What “success” means

  • The merged parquet exists and is readable: <flight_id>_merged_pixel_extraction.parquet.
  • The QA PNG renders: <flight_id>_qa.png (with matching <flight_id>_qa.json).
  • Sensor-specific ENVI/Parquet products exist as configured; absence may reflect configuration rather than failure.
  • If the merged parquet and QA PNG are present, the pipeline completed successfully for that flightline.

Idempotence and restart-safety

process_one_flightline and go_forth_and_multiply skip stages whose outputs already exist and validate, so re-running the pipeline will not recompute completed products. This skip-if-valid behavior makes restarts safe and is relied upon in notebook workflows and batch processing alike.

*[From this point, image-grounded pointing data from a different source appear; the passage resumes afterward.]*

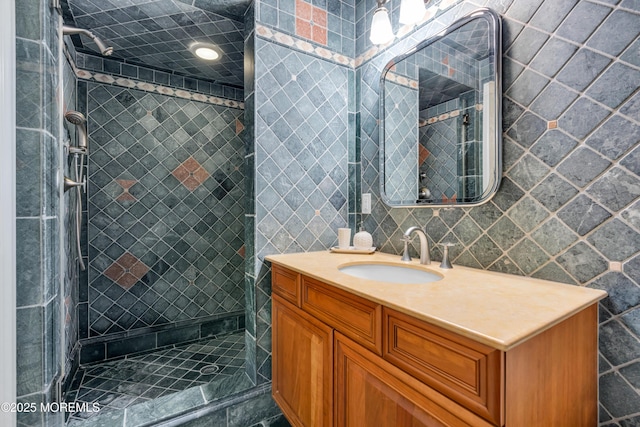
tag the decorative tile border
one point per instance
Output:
(401, 80)
(303, 45)
(149, 87)
(164, 90)
(322, 52)
(450, 114)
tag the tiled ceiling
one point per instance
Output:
(157, 33)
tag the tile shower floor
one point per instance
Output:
(118, 384)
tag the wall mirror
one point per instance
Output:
(441, 117)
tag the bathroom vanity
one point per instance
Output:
(475, 348)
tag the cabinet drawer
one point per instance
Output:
(356, 317)
(372, 392)
(464, 370)
(285, 283)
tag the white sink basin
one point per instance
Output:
(390, 273)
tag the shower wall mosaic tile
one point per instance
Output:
(166, 233)
(568, 206)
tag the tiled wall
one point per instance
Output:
(165, 211)
(37, 207)
(69, 250)
(568, 206)
(119, 69)
(401, 156)
(301, 183)
(326, 24)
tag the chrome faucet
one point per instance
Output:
(424, 245)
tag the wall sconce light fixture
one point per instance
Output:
(411, 12)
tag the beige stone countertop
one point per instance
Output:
(496, 309)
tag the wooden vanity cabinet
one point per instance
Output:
(339, 359)
(372, 392)
(302, 365)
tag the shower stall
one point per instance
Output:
(154, 296)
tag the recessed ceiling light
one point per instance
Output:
(206, 51)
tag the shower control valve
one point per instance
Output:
(69, 183)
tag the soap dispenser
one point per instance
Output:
(362, 239)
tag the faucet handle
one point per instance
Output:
(445, 255)
(405, 254)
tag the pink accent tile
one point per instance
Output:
(181, 173)
(319, 35)
(191, 174)
(423, 153)
(303, 28)
(319, 17)
(125, 196)
(126, 183)
(126, 271)
(303, 10)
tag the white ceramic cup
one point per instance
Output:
(344, 238)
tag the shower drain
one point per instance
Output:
(209, 369)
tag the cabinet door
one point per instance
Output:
(302, 366)
(372, 392)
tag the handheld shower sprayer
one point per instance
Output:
(104, 49)
(79, 153)
(78, 119)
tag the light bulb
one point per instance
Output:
(206, 51)
(411, 11)
(381, 31)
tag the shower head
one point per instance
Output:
(78, 119)
(104, 49)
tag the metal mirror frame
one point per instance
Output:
(495, 42)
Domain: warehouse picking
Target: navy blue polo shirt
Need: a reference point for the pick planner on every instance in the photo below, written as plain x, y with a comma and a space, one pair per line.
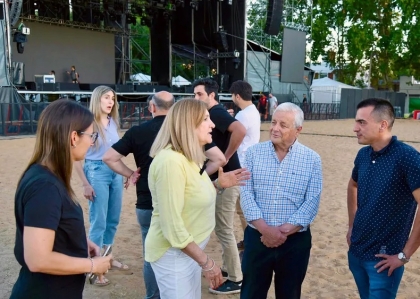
385, 203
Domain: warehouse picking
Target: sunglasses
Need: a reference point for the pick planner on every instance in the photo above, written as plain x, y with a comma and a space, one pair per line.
93, 136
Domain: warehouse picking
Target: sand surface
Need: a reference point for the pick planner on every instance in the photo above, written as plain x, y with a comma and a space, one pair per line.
328, 275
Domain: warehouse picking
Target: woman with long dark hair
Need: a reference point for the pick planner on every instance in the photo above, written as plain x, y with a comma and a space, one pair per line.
51, 244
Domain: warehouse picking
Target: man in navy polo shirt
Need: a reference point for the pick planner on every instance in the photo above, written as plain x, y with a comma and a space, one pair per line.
382, 197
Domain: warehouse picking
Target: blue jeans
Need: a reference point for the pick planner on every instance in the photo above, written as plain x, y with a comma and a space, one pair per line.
370, 283
152, 290
105, 209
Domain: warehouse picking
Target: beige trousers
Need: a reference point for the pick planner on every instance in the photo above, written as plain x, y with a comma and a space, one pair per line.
241, 214
225, 212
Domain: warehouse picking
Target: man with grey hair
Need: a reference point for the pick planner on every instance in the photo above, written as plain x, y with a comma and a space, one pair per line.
279, 202
138, 140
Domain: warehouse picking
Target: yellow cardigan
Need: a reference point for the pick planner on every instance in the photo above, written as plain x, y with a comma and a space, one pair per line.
183, 204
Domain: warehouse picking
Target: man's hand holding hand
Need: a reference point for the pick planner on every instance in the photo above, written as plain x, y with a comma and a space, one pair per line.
272, 237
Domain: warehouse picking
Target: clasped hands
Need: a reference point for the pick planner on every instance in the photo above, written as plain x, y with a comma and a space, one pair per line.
132, 179
274, 236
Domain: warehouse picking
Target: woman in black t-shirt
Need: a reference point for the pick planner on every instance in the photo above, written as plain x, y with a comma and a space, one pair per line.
51, 244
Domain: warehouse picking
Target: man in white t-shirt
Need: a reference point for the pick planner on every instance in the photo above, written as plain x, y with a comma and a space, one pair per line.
249, 117
272, 101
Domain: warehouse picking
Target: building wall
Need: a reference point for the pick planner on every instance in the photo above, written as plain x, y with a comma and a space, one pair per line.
57, 48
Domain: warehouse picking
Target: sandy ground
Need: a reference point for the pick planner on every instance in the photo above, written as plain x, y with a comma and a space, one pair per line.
328, 275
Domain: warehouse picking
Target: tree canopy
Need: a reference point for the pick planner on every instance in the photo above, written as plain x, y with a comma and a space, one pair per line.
357, 38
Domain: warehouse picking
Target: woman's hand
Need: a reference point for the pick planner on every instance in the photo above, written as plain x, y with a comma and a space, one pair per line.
93, 249
132, 179
233, 178
214, 276
88, 192
101, 264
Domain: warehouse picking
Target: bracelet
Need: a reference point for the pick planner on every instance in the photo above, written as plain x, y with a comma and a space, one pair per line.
91, 267
208, 270
205, 264
218, 187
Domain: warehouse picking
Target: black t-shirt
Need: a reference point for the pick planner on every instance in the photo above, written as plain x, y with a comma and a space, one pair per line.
221, 136
138, 140
42, 201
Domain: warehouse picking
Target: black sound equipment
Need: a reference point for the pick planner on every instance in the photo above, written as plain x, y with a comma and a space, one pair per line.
274, 17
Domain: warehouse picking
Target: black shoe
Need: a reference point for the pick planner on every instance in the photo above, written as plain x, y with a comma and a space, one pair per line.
228, 287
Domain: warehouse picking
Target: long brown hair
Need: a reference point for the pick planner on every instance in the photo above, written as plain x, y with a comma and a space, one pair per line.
178, 130
95, 108
53, 138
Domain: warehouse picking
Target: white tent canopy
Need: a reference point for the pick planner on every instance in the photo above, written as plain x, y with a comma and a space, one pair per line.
143, 78
326, 90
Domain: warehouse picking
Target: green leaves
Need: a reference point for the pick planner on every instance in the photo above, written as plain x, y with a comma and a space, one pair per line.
354, 36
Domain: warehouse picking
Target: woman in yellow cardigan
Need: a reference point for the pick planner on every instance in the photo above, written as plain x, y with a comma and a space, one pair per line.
184, 202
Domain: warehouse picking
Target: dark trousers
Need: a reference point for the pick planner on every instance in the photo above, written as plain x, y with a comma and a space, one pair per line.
289, 262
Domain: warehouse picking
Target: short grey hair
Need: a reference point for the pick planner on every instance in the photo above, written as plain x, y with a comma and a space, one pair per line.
290, 107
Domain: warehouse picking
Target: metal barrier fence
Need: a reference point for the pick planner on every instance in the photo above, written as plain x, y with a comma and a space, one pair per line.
22, 119
320, 111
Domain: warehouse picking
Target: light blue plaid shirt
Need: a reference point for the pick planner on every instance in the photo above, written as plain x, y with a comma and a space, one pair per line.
282, 192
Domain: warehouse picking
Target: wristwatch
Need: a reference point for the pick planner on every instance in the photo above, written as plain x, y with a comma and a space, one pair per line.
218, 187
403, 258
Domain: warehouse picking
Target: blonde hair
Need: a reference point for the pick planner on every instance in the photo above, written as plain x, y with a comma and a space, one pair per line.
178, 130
53, 139
95, 108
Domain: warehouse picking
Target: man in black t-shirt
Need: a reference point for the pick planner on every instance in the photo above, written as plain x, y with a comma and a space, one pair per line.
138, 140
227, 135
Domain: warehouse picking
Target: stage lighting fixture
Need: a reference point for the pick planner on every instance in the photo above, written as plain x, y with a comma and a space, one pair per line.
194, 4
118, 6
131, 19
236, 62
112, 16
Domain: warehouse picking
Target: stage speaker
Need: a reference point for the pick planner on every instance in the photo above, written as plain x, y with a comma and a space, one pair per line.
60, 86
18, 73
48, 87
224, 82
274, 17
221, 41
124, 87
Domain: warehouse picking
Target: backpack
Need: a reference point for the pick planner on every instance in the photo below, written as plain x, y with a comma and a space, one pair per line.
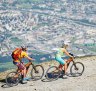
16, 53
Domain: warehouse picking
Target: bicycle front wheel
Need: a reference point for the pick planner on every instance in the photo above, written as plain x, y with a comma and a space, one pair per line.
12, 79
37, 72
52, 73
77, 69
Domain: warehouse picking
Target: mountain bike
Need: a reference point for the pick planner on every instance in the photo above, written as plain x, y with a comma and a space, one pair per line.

CI and documentation guarantees

  • Documentation drift checks (tools/doc_drift_audit.py) assert that _merged_pixel_extraction.parquet and _qa.png remain part of the documented contract.
  • QA expectations and output stems are shared between user-facing docs and automated validation to protect reproducibility.

How to rely on these outputs

  • Load Parquet products directly (especially the merged parquet) for analysis; they are the authoritative API.
  • Inspect QA PNG/JSON before downstream modeling to confirm spectral health and calibration quality.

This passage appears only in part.